于是,舒栎靜靜地注視了片刻,緩緩地朝着他的方向靠近——
這一步就像是眼前遮蔽雙目的黑霧陡然間散開。
他清楚地看到萊斯利手腕和腳踝處布滿交錯斑駁的傷痕,新舊難分。而這些撕開皮肉的傷在他身上縱橫蔓延,就像是苦難和折磨在他身上根深蒂固,才長出這一道道觸目驚心,誰也無法修複的裂痕。
“水……”
沙啞的聲音從萊斯利的口裡冒出來。
他似乎不在意來人到底是誰,不在乎這是來幫助他的,還是來折磨他的。他連頭都沒有擡起。
舒栎腳步微滞,很快調轉了方向給萊斯利送上水。
可在喂水的時候,舒栎才注意到那水渾濁不堪,隻是因為光線不清,他也分辨不出水的顔色。他正想要阻止萊斯利繼續喝下去,對方卻仰着頭,虛弱的眼皮并沒有擡起,全靠着本能,就着舒栎手的姿勢大口大口地吞咽着,喝得舒栎滿手都是灑出來的水。
萊斯利的臉也都是傷痕。
舒栎有些不忍。
然而,舒栎這個想法剛冒出來,萊斯利的眼皮微微顫動了一會兒,藍色的眼瞳也跟着出現了。
兩人對視了很長時間,幽暗的眼瞳又慢慢地閉上。
萊斯利這次慢慢地喝着水。
沉默在空氣中凝滞,沒有人想要開口寒暄,又或者刺探。這種時候,兩個人都沒有心力去做這種無聊的打機鋒,直到舒栎手中水杯的水一幹二淨為止。
萊斯利的眼瞳再次亮了起來,受到滋潤的喉嚨發出更清楚更完整的句子,“這不是說我是惡魔的神父嗎?是來可憐我過成什麼樣子嗎?”
舒栎明顯感覺風雨欲來的恐怖——面前的萊斯利全身肌肉繃緊,像是随時都要彈起進行撲殺,鎖鍊還在“哐啷”“哐啷”地低鳴,像是金屬也因為主人的情緒牽動而發出警告。
對比起這滲人的氣勢,他的聲音卻格外低沉平靜,甚至嘴角微翹,像是說笑似的喃喃着。
“我很好。我很好……”
“……”
舒栎本能地要和他拉開距離,哪怕他看到捆住萊斯利的鍊條還被牢牢地綁在牆上。
對面萊斯利也似乎注意到對面的人的警惕,肩膀先松了松,緩緩開口,主動換了一個話題:“我還要水。”

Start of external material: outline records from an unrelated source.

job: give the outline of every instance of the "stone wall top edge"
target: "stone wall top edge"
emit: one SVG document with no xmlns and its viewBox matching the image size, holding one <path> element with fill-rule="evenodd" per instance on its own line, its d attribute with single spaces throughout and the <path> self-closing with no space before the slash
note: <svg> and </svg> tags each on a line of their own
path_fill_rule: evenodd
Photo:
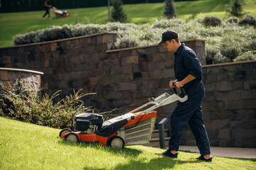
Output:
<svg viewBox="0 0 256 170">
<path fill-rule="evenodd" d="M 194 39 L 183 40 L 183 41 L 181 41 L 181 42 L 192 42 L 192 41 L 206 41 L 206 39 L 194 38 Z M 138 47 L 133 47 L 121 48 L 121 49 L 116 49 L 116 50 L 107 50 L 106 52 L 110 53 L 110 52 L 114 52 L 130 50 L 135 50 L 135 49 L 140 49 L 140 48 L 153 47 L 157 47 L 157 46 L 161 46 L 161 45 L 150 45 L 138 46 Z"/>
<path fill-rule="evenodd" d="M 191 41 L 206 41 L 206 40 L 207 40 L 206 39 L 203 39 L 203 38 L 194 38 L 194 39 L 182 40 L 181 42 L 191 42 Z"/>
<path fill-rule="evenodd" d="M 38 74 L 41 74 L 41 75 L 43 74 L 43 72 L 33 71 L 33 70 L 29 70 L 29 69 L 13 69 L 13 68 L 0 67 L 0 71 L 22 72 L 29 72 L 29 73 Z"/>
<path fill-rule="evenodd" d="M 206 67 L 218 67 L 218 66 L 226 66 L 226 65 L 235 65 L 235 64 L 246 64 L 256 62 L 256 60 L 249 60 L 249 61 L 243 61 L 243 62 L 226 62 L 226 63 L 220 63 L 220 64 L 213 64 L 208 65 L 202 65 L 203 68 Z"/>
<path fill-rule="evenodd" d="M 60 39 L 60 40 L 52 40 L 52 41 L 46 41 L 46 42 L 26 44 L 26 45 L 13 45 L 13 46 L 9 46 L 9 47 L 0 47 L 0 49 L 13 48 L 13 47 L 26 47 L 26 46 L 30 46 L 30 45 L 43 45 L 43 44 L 48 44 L 48 43 L 52 43 L 52 42 L 60 42 L 60 41 L 72 40 L 80 39 L 80 38 L 88 38 L 88 37 L 94 37 L 94 36 L 98 36 L 98 35 L 104 35 L 104 34 L 117 34 L 117 33 L 105 32 L 105 33 L 91 34 L 91 35 L 87 35 L 74 37 L 74 38 L 65 38 L 65 39 Z"/>
</svg>

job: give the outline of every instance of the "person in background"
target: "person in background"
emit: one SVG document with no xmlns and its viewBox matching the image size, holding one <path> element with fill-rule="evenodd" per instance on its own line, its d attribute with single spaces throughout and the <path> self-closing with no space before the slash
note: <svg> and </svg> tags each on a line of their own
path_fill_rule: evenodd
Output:
<svg viewBox="0 0 256 170">
<path fill-rule="evenodd" d="M 50 8 L 52 8 L 52 6 L 50 4 L 50 0 L 46 0 L 45 1 L 45 14 L 43 16 L 43 19 L 45 19 L 45 16 L 48 14 L 48 19 L 50 19 L 50 11 L 49 10 L 50 9 Z"/>
<path fill-rule="evenodd" d="M 174 52 L 174 74 L 176 80 L 169 81 L 171 88 L 181 88 L 185 90 L 188 99 L 178 102 L 173 110 L 171 121 L 171 138 L 169 149 L 157 154 L 177 158 L 183 127 L 189 125 L 196 138 L 201 156 L 196 158 L 204 162 L 211 162 L 210 143 L 203 120 L 201 103 L 205 89 L 201 81 L 202 68 L 195 52 L 181 43 L 175 31 L 168 30 L 162 33 L 162 41 L 164 47 Z"/>
</svg>

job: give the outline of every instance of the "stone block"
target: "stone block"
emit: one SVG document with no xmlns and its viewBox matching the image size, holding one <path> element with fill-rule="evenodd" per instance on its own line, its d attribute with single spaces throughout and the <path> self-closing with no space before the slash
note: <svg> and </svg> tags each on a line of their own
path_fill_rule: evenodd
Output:
<svg viewBox="0 0 256 170">
<path fill-rule="evenodd" d="M 253 100 L 254 96 L 255 96 L 255 90 L 241 90 L 241 99 L 252 99 Z"/>
<path fill-rule="evenodd" d="M 165 69 L 174 69 L 174 60 L 168 60 L 165 62 Z"/>
<path fill-rule="evenodd" d="M 244 90 L 249 90 L 250 88 L 250 82 L 248 80 L 243 81 L 243 89 Z"/>
<path fill-rule="evenodd" d="M 143 61 L 138 64 L 138 67 L 141 72 L 148 72 L 148 63 L 147 62 Z"/>
<path fill-rule="evenodd" d="M 243 81 L 232 82 L 232 89 L 233 90 L 238 90 L 238 89 L 240 90 L 240 89 L 243 89 Z"/>
<path fill-rule="evenodd" d="M 132 82 L 120 82 L 118 83 L 119 91 L 126 91 L 126 90 L 135 90 L 136 84 Z"/>
<path fill-rule="evenodd" d="M 165 69 L 165 78 L 170 78 L 174 76 L 174 72 L 172 69 Z"/>
<path fill-rule="evenodd" d="M 142 72 L 142 70 L 139 67 L 138 64 L 132 64 L 131 67 L 132 67 L 132 72 Z"/>
<path fill-rule="evenodd" d="M 217 74 L 217 81 L 234 81 L 235 76 L 236 76 L 235 72 L 220 72 Z"/>
<path fill-rule="evenodd" d="M 225 108 L 228 110 L 237 110 L 244 108 L 245 105 L 243 100 L 225 101 Z"/>
<path fill-rule="evenodd" d="M 243 128 L 237 128 L 231 130 L 231 138 L 242 139 L 244 137 L 244 130 Z"/>
<path fill-rule="evenodd" d="M 243 120 L 230 120 L 229 126 L 232 129 L 243 128 Z"/>
<path fill-rule="evenodd" d="M 203 69 L 206 69 L 207 74 L 218 73 L 218 67 L 206 67 L 206 68 L 203 68 Z"/>
<path fill-rule="evenodd" d="M 205 111 L 218 111 L 224 109 L 224 102 L 223 101 L 210 101 L 202 103 L 203 110 Z"/>
<path fill-rule="evenodd" d="M 216 83 L 206 83 L 204 84 L 206 88 L 206 92 L 215 92 L 216 91 Z"/>
<path fill-rule="evenodd" d="M 106 52 L 107 50 L 107 47 L 106 44 L 97 44 L 96 45 L 96 52 Z"/>
<path fill-rule="evenodd" d="M 240 99 L 240 96 L 241 91 L 240 90 L 215 92 L 217 101 L 239 100 Z"/>
<path fill-rule="evenodd" d="M 255 99 L 245 99 L 243 100 L 243 102 L 245 108 L 256 108 Z"/>
<path fill-rule="evenodd" d="M 218 139 L 218 130 L 216 129 L 206 129 L 208 137 L 209 140 Z"/>
<path fill-rule="evenodd" d="M 88 46 L 88 52 L 89 54 L 96 52 L 96 45 L 89 45 Z"/>
<path fill-rule="evenodd" d="M 7 71 L 0 71 L 0 80 L 8 80 Z"/>
<path fill-rule="evenodd" d="M 250 79 L 249 84 L 250 89 L 256 89 L 256 79 Z"/>
<path fill-rule="evenodd" d="M 253 118 L 253 109 L 238 109 L 235 110 L 235 118 Z"/>
<path fill-rule="evenodd" d="M 217 74 L 208 74 L 206 76 L 204 77 L 204 82 L 205 84 L 216 83 L 217 81 Z"/>
<path fill-rule="evenodd" d="M 211 120 L 211 111 L 203 110 L 203 119 L 205 120 Z"/>
<path fill-rule="evenodd" d="M 102 35 L 98 35 L 96 37 L 96 44 L 101 44 L 102 43 Z"/>
<path fill-rule="evenodd" d="M 256 129 L 256 119 L 243 119 L 243 128 L 244 129 Z"/>
<path fill-rule="evenodd" d="M 155 53 L 154 54 L 154 62 L 162 62 L 166 61 L 167 57 L 165 52 Z"/>
<path fill-rule="evenodd" d="M 216 110 L 211 112 L 210 115 L 211 120 L 219 120 L 221 118 L 221 111 Z"/>
<path fill-rule="evenodd" d="M 216 90 L 218 91 L 232 91 L 232 82 L 230 81 L 217 82 Z"/>
<path fill-rule="evenodd" d="M 256 148 L 256 137 L 243 138 L 242 141 L 243 147 Z"/>
<path fill-rule="evenodd" d="M 96 37 L 91 37 L 91 45 L 96 45 Z"/>
<path fill-rule="evenodd" d="M 218 136 L 219 139 L 230 139 L 230 130 L 228 128 L 226 129 L 219 129 L 218 130 Z"/>
<path fill-rule="evenodd" d="M 127 64 L 138 64 L 139 63 L 139 56 L 129 56 L 126 57 L 126 63 Z"/>
<path fill-rule="evenodd" d="M 245 138 L 253 138 L 256 137 L 256 130 L 255 129 L 244 129 L 243 137 Z"/>
<path fill-rule="evenodd" d="M 11 64 L 11 56 L 4 56 L 3 64 Z"/>
<path fill-rule="evenodd" d="M 229 127 L 229 121 L 230 121 L 229 119 L 213 120 L 211 122 L 212 129 L 227 128 Z"/>
<path fill-rule="evenodd" d="M 147 62 L 154 62 L 154 54 L 147 54 Z"/>
<path fill-rule="evenodd" d="M 120 91 L 109 91 L 107 93 L 108 100 L 116 100 L 122 98 L 122 93 Z"/>
<path fill-rule="evenodd" d="M 215 93 L 208 92 L 205 94 L 204 101 L 216 101 Z"/>
<path fill-rule="evenodd" d="M 155 62 L 154 70 L 162 70 L 165 69 L 165 62 Z"/>
</svg>

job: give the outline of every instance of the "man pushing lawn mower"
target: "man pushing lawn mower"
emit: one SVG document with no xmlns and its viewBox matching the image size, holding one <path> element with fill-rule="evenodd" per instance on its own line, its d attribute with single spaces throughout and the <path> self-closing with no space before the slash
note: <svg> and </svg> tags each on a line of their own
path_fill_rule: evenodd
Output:
<svg viewBox="0 0 256 170">
<path fill-rule="evenodd" d="M 196 138 L 201 156 L 197 159 L 211 162 L 210 144 L 202 117 L 201 103 L 204 96 L 204 86 L 201 81 L 201 66 L 194 52 L 179 42 L 178 34 L 174 31 L 162 33 L 164 47 L 174 52 L 174 73 L 176 80 L 169 82 L 171 88 L 185 90 L 188 100 L 178 102 L 170 118 L 171 138 L 169 149 L 160 154 L 171 158 L 177 158 L 183 127 L 189 123 Z"/>
</svg>

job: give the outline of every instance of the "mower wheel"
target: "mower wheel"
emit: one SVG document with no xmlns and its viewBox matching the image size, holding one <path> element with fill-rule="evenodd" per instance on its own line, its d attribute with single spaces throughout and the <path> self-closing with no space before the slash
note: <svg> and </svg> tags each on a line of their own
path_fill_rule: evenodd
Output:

舒栎正要打算站起身,卻被他一句話攔下:“你手上,還有一點。”
舒栎低頭一看,杯底确實還有幾滴,卻少得可憐,不足以成為一口。可萊斯利卻盯着它不放,就像是一頭困在荒野裡的野獸,哪怕是一滴水,也不願意,也不舍得放棄。
夢境裡面的舒栎比現實的自己要遲鈍太多太多了。
要是清醒時,舒栎會果斷地離開,與萊斯利保持距離。
因為萊斯利現在就像是一匹明明已經吃飽了肉,卻還對着人虎視眈眈的中山狼。可夢境裡面的舒栎再次把水杯遞上,讓他喝幹淨。
萊斯利不慌不忙,并不急着喝,隻是用下巴輕輕一頂,杯子就被推離。他冰冷幹裂的嘴唇像是不經意間擦過舒栎的手背。在舒栎還沒有反應過來收手,下一秒,他猛地低頭,一口咬住了舒栎的手!
劇痛炸開!
森白的犬齒嵌入皮肉,就像是一把鏽鈍的刀鋸生生锉開皮肉。
疼!
疼!!
疼得刺骨!!!
舒栎的慘叫卡在喉嚨裡。
他想死命想要掙脫,對方的體力明顯更勝一籌。
萊斯利張開一隻手直接掐住舒栎的脖子,拇指抵在喉結處狠狠下壓。
“喀啦——”
舒栎的後背砸上石床的瞬間,他也聽到自己脊柱的哀鳴。鎖鍊如同遭遇狂風暴雨般怒響不已。而萊斯利俯身的陰影幾乎吞沒了舒栎眼前的光。
“我很好,你看到了沒?你為什麼不幹脆把我害死?”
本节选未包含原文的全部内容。